The iPhone 5 is expected to hit shelves soon here. A massive amount of ink and electrons will be spent in the following weeks dissecting and discussing what kind of an influence the latest Apple handset will bring once in local stores.

With apologies to politics watchers talking up the three-way battle between Park Geun-hye, Ahn Cheol-soo and Moon Jae-in ahead of the December polls, Korea already had its debate of the century in the winter of 2009. And the result was as lopsided as a Pyongyang election.

That was when KT, the runner-up mobile-phone carrier, dropped a bomb on water-cooler chatter by declaring to bring Apple’s revolutionary smartphone to Korean shores, much to the dismay of its largest handset provider, Samsung Electronics.

The nation threw itself in following weeks to dissecting and discussing what kind of an influence the iPhone will once placed on local shelves.
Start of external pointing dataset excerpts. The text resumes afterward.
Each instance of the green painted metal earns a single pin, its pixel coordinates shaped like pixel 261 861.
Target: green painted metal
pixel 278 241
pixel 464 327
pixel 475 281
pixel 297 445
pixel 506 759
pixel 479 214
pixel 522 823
Optimists claimed that the Korean wireless experience was about to undergo an irrevocable reshaping. Pessimists bought into the talks of Korean vendors like Samsung and LG Electronics that they were already providing better the phones and predicted underwhelming consumer response for a foreign device that had been released years earlier in other markets.

The optimists had no idea how right they really were. KT was euphoric after the iPhone broke sales record after record, singlehandedly allowing it to get meaningful returns from its massive investment in third-generation (3G) technologies and breathing life into its nationwide Wi-Fi network that had been looking dead as a business model.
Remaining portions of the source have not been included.